An example of a high throughput application would be processing 10 events per second from 200 million smart meters across the U.S. - in effect, two billion events per second. Or you may be monitoring 400,000 racks across 20 data centers in real time and raising alerts for someone to take pre-emptive failure measures. If each machine is sending 500 metrics, then you could do 200 million events per second, which is a great use case for Stealers.
Q: Is Stealers a product in itself, or is it being used in SunGard's products?
A: Stealers is a production-ready technology framework. We hope to use Stealers to help solve large scale challenges our customers have, and also support the next generation of SunGard’s financial and energy products and platforms.
Q: How does Stealers compare with other similar developments - such as the open-source Disruptor (pioneered by brokerage LMAX), BackType's Storm or Yahoo S4?
A: Both Yahoo S4 and Storm are distributed systems, while Stealers and Disruptor are just the core around which we would need to build a distributed system and then build an application on top of that. But considering the value that Disruptor and Stealers bring, the effort of having to build a distributed system around it is well worth it.
Stealers’ throughput surpasses that of Disruptor. Disruptor delivers a throughput of about 40 to 80 million events per second at latencies of 1200 nanoseconds, while Stealers does 2.7 billion events per second and latencies of 4200 nanoseconds. Disruptor uses mechanical sympathy, thread affinity while Stealers doesn’t use any hardware specific optimisations and is able to perform better solely based on a superior algorithm. Disruptor also uses a bounded cyclic buffer while Stealers uses unbounded system memory limited by the physical memory installed on the machine. Also, Stealers is a configuration-less system, so to build an application you just need to add the Stealers library and build around it without worrying about affecting anything else.
Storm and Yahoo S4 can be categorised as stream processing systems while Stealers is a general purpose concurrent programming framework. However, Stealers is not an actor framework like akka, and is not just a concurrent programming core implemented in Java. It is a high performance algorithm that doesn’t use anything specific from the Java runtime and can be easily implemented in any language.
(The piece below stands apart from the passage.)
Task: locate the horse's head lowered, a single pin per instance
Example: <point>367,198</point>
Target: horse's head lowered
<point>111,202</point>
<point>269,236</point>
Q: What's next for Stealers? And for your group?
A: Stealers has been divided into two API compatible frameworks, in which they have the same API but different back-end implementations. The first high throughput implementation does 2.7 billion events per second at 20-100 milliseconds 99.99% latency. The second low latency implementation does 100 million events per second at 4300 nanoseconds 99.99% latency.
Stealers as a core framework and algorithm is fully tested and stable. The next steps are to build a distributed system around it like Storm, Dempsy, S4 and HStreaming, which can then be quickly used by engineers to build applications on top of it. In addition, we would implement the core Stealers framework in other languages like C/C++, C#, Ruby, Python and others, depending on what our product teams and their customers require.
Stealers provides a low latency and high throughput general purpose concurrency framework. It is the building blocks of concurrent, low latency and high throughput applications. Where it will go next is to build a distributed, failover, reliable and an elastic dynamically configurable system around it.